Friends From the Old Neighborhood Turn Rivals in Big Tech’s A.I. Race

The New York Times
Tuesday, April 30, 2024 07:24:56 AM UTC

Demis Hassabis and Mustafa Suleyman, who both grew up in London, feared a corporate rush to build artificial intelligence. Now they’re driving that competition at Google and Microsoft.

Mustafa Suleyman grew up in subsidized housing in one of London’s roughest areas. His father, a Syrian immigrant, drove a taxi. His mother was a nurse with the National Health Service. When the prestigious Queen Elizabeth’s School accepted him at the age of 11, the family moved into a safer, leafier neighborhood a few miles north.

There, he met 20-year-old Demis Hassabis, after becoming friends with his younger brother. Demis was a chess prodigy and video game designer whose parents — one a Greek Cypriot, the other a Singaporean — ran a London toy store.

Today, they are two of the most powerful executives in the tech industry’s race to build artificial intelligence. Dr. Hassabis, 47, is the chief executive of Google DeepMind, the tech giant’s central research lab for artificial intelligence. Mr. Suleyman, 39, was recently named chief executive of Microsoft AI, charged with overseeing the company’s push into A.I. consumer products.

Their path from London to the executive suites of Big Tech is one of the most unusual — and personal — stories in an industry full of colorful personalities and cutting rivalries.
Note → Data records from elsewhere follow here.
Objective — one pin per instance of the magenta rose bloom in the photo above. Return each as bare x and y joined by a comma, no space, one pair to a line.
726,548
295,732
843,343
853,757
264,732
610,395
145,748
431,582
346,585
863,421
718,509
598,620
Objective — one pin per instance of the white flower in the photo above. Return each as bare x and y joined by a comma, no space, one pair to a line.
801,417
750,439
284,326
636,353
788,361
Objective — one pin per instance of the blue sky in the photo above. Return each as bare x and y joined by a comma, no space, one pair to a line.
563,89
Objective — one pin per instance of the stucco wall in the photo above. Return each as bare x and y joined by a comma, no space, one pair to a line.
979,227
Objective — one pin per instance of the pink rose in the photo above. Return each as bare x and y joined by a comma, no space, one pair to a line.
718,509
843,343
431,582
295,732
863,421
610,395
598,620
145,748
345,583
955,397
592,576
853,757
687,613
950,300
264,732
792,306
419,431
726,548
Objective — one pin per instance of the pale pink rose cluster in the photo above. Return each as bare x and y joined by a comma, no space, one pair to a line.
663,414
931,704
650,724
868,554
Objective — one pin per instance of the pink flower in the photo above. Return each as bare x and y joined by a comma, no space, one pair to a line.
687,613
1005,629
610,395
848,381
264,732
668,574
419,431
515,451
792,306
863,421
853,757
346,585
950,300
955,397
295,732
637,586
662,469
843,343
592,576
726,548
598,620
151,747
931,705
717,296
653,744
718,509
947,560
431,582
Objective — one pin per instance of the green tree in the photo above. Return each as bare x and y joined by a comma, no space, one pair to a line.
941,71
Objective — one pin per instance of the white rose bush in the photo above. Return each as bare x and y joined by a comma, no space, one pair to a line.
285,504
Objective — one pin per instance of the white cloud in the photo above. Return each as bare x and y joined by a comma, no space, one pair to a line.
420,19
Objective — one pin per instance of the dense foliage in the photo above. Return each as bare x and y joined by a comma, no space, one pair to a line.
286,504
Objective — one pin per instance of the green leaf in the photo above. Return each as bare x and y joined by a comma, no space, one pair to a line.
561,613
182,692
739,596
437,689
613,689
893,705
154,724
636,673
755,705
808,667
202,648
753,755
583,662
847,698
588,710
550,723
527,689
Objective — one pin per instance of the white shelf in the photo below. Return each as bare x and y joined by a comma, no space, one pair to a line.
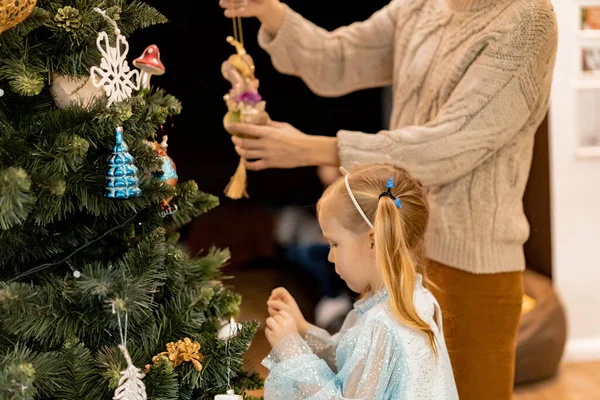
588,152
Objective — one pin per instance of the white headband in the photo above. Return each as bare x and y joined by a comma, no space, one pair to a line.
360,211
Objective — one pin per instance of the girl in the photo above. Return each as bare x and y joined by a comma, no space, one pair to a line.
391,345
471,84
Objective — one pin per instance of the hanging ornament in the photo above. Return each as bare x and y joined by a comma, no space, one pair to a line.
13,12
229,330
183,351
130,385
121,180
244,103
149,64
226,333
114,73
166,173
67,90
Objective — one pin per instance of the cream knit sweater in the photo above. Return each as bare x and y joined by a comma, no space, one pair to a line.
471,83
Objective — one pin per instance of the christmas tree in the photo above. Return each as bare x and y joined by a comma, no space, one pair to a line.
84,271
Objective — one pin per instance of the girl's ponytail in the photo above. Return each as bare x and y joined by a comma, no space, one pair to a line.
398,267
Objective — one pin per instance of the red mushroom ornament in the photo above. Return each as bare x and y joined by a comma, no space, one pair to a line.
149,63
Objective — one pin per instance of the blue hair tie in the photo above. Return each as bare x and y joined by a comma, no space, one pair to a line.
388,193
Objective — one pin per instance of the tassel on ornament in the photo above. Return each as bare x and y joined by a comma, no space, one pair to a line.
244,104
121,181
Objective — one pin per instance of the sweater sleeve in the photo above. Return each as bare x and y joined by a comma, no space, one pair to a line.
354,57
503,92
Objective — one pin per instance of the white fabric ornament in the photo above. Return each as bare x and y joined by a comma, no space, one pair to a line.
114,73
131,386
67,91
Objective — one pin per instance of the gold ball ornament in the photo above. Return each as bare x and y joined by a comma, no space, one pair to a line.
13,12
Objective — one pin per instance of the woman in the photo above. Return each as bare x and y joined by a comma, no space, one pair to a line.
471,83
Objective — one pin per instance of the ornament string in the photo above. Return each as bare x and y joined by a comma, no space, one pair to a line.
67,258
109,19
122,332
237,28
228,357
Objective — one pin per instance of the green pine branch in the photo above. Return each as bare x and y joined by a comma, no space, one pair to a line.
16,200
81,373
162,382
25,374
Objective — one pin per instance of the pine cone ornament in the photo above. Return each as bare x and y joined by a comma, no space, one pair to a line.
68,18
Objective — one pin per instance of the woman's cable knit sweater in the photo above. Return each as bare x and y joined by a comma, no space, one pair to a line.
471,82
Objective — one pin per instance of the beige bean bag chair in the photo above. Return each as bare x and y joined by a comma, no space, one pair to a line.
542,330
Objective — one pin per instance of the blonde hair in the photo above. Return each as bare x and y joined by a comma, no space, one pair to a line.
398,232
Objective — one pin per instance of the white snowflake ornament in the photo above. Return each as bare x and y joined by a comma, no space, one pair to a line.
131,386
114,73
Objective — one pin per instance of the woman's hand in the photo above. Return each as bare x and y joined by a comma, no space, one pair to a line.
280,145
279,326
281,301
269,12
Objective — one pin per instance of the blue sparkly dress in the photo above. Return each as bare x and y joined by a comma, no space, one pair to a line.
372,357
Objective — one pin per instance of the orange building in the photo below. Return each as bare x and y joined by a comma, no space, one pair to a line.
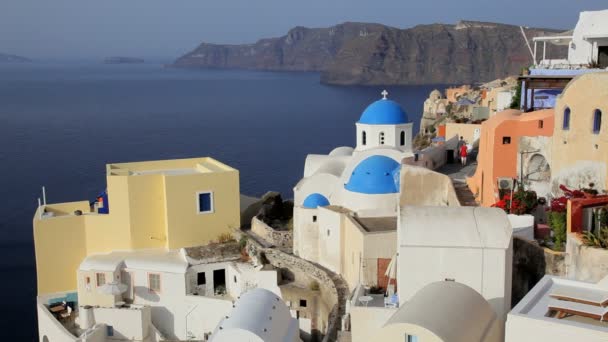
498,148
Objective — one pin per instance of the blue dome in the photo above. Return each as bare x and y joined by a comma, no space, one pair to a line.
375,175
383,112
315,200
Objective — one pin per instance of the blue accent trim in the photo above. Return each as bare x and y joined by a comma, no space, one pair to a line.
375,175
383,112
315,200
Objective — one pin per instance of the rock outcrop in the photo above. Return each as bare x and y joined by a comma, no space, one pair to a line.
361,53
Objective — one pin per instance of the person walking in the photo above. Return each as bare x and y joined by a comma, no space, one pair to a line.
463,153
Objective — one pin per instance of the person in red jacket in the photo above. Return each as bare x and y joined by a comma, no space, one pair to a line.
463,154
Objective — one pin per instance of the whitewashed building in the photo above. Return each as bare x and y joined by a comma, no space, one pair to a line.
364,180
560,310
258,316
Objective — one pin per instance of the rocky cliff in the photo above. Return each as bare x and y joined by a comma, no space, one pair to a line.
360,53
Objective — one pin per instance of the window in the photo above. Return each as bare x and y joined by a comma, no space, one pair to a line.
154,282
411,338
597,121
100,278
566,121
201,279
205,202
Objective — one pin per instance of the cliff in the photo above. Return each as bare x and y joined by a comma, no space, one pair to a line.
5,58
360,53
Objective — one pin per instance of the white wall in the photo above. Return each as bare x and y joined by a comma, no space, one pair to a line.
330,235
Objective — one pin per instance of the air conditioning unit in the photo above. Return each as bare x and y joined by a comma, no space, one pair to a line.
506,183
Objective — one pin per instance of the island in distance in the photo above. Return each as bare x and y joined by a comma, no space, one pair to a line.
123,60
6,58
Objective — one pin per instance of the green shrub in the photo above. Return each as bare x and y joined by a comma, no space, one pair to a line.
557,222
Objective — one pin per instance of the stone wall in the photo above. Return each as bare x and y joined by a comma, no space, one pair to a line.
585,263
332,288
530,263
279,238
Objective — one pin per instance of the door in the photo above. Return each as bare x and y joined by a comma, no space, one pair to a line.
602,56
127,279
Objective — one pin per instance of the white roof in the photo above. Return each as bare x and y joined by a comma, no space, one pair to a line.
451,311
473,227
259,312
160,260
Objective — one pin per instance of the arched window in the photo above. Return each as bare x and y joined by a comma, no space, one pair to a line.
597,121
566,122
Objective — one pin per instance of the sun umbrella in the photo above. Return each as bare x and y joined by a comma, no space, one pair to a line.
113,288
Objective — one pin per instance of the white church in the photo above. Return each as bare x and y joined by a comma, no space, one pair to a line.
364,179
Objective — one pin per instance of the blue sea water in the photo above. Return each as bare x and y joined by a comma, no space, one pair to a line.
60,125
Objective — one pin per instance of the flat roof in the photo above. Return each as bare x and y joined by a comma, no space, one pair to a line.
377,224
535,305
169,167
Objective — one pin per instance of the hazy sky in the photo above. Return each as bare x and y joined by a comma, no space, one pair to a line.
93,29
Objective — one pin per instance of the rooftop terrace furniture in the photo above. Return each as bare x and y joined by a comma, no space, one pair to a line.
580,295
564,307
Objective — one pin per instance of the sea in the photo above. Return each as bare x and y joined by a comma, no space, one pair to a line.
60,124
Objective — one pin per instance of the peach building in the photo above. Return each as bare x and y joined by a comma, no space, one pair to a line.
498,148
In 2010, they were two of the three founders of DeepMind, a seminal A.I. research lab that was supposed to prevent the very thing they are now deeply involved in: an escalating race by profit-driven companies to build and deploy A.I.

Their paths diverged after a clash at DeepMind, which Google acquired for $650 million in 2014. When the A.I. race kicked off in late 2022 with the arrival of the ChatGPT online chatbot, Google put Dr. Hassabis in charge of its A.I. research. Mr. Suleyman took a rockier route — founding another A.I. start-up, Inflection AI, that struggled to gain traction before Microsoft unexpectedly hired him and most of his employees.

“We’ve always seen the world differently, but we’ve been aligned in believing that this is going to be the next great transition in technology,” Mr. Suleyman said of his old family friend in an interview. “It is always a friendly and respectful rivalry.”